Food and Water
Food in Albania is generally safe, as long as you are careful about where you eat. The good restaurants should be no problem. There is an issue with Albanian milk, however. Albanian cows are known to suffer from TB and other diseases, which can be passed to humans through milk. You might want to avoid milk, unless you know it is definitely heat treated (UHT).
It's not recommended to drink the water either, and my foreign office says that even the bottled water cannot be of guaranteed quality. When I was there I have to say that some of the bottled water I drank was really horrible. One brand tasted so strongly of iron I thought I'd bitten my tongue and was bleeding. Another had a strange consistency that tickled the back of my throat with every gulp.
Some brands have a EU flag on them and claim compliance with various safety regulations, but given the propensity for fraudulent advertising and products in Albania, I'd take that with a pinch of salt. I bought a 35+ Nivia sunscreen lotion from a pharmacy that misspelled "filter", "ireland" among other words, and gave me sunburn on a cloudy day. Normally 15+ is enough for me even in the hottest climates.
One brand I liked, however, and that is Tepelene. I don't know how safe it is, but I loved the English language branding. According to the label it contains the "water of the Albanian football team", presumably bottled directly from the players after each game. The water is also "suffled how it gush from the source of the woods of Teplena."
This bottle is becoming so famous that someone even named a book "suffled how it gush". You can buy it on Amazon.
Friendly and Safe
Few people speak English, and the locals will be curious to see you if you don't look like them. It's a friendly curiosity. A bit of staring, but they will look away if you notice them. I didn't feel in danger at any time. The only slightly discomforting moment was when I was chased by an overly friendly guy on the way back to the station.

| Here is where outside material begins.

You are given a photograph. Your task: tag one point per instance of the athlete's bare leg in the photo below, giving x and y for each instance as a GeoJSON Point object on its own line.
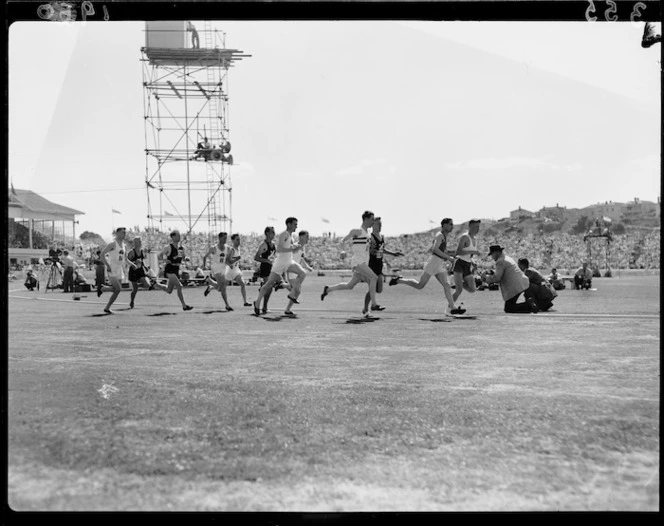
{"type": "Point", "coordinates": [115, 283]}
{"type": "Point", "coordinates": [442, 278]}
{"type": "Point", "coordinates": [416, 284]}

I made the mistake of smiling back at him as I passed, and he took that as a sign that I wanted to talk to him. He came over, grasped my hand, shook it, and started asking me all kinds of questions in Albanian. When I didn't understand he reacted like a typical Englishman and started shouting, as if I was deaf. I think he had mental problems, as I met a few guys exactly like this elsewhere in Albania. They don't have a system for looking after people with mental disabilities, so they are left to wander the streets fending for themselves.

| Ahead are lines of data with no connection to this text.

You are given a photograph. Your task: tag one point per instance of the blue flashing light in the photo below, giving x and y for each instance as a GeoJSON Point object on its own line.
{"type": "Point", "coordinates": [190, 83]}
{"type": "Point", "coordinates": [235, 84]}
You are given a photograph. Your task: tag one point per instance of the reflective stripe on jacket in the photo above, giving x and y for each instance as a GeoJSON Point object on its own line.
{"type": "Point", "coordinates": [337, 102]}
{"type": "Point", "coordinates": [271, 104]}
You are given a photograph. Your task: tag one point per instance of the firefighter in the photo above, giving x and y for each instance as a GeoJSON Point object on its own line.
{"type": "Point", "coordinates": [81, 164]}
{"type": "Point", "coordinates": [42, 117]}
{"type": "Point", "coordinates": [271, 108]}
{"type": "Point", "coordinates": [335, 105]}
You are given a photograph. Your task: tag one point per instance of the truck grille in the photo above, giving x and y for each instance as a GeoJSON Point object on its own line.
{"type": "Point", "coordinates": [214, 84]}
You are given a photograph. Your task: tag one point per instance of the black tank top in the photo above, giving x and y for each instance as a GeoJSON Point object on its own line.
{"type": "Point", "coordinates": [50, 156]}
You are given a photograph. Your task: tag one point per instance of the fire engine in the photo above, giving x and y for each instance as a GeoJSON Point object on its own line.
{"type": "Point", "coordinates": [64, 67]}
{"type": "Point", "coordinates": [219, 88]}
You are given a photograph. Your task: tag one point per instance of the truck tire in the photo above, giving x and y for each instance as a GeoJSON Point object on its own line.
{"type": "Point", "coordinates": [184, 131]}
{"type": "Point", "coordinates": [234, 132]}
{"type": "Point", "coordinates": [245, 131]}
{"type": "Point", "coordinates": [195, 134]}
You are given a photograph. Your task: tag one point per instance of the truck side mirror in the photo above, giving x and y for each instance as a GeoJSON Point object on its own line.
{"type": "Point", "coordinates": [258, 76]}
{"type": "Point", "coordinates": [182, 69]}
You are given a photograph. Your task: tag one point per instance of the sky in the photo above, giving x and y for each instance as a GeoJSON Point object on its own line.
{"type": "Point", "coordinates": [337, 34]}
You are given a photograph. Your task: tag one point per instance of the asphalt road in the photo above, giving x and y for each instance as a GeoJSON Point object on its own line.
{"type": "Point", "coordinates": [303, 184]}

After a few moments, a group of smiling Albanians heard the commotion and gently waved him away from us.
We had a good time in both Durres and Tirana, and most of the time we had really good food.
But one should consider that it might not be the same kind of food as back home, and the hot weather during the summer-autumn quickly can make the food bad.
I made sure to stay away from food that I thought could be in the risk zone, but unfortunately my travel colleague wasn't so clever. After having had both clams and a seafood buffé during one evening his part of the funny trip was over. Instead he spent way too much of the following five days running forth and back to the toilet.
Albania is currently the poorest country in Europe. The Italian, Greek, Turkish, French, US and German military have a presence in the country in support of the KFOR mission, so there is a foreign military presence there.
Avoid the foothills on the border with Kosovo.
Especially in winter, most roads are impassable.
Police are corrupt, if you have a car and park it illegally, they will remove your number plate and you have to go to the nearest police station to pay a 'fine' to get it back, DON'T LOOK LIKE YOU HAVE MONEY.
There are certain bars/places you should avoid at night, these are mafia haunts and you can generally tell by the look of the people and cars outside if they are dodgy. If you can't you're in the wrong country.
Albanians have guns, don't be alarmed, most people don't use them, its quite common to see people eating dinner with their guns on the table in local restaurants. Just don't stare.
Holes in the pavement.
All over Albania you have to look out for holes in the pavement due to the fact that people have stolen the covers to sell the metall.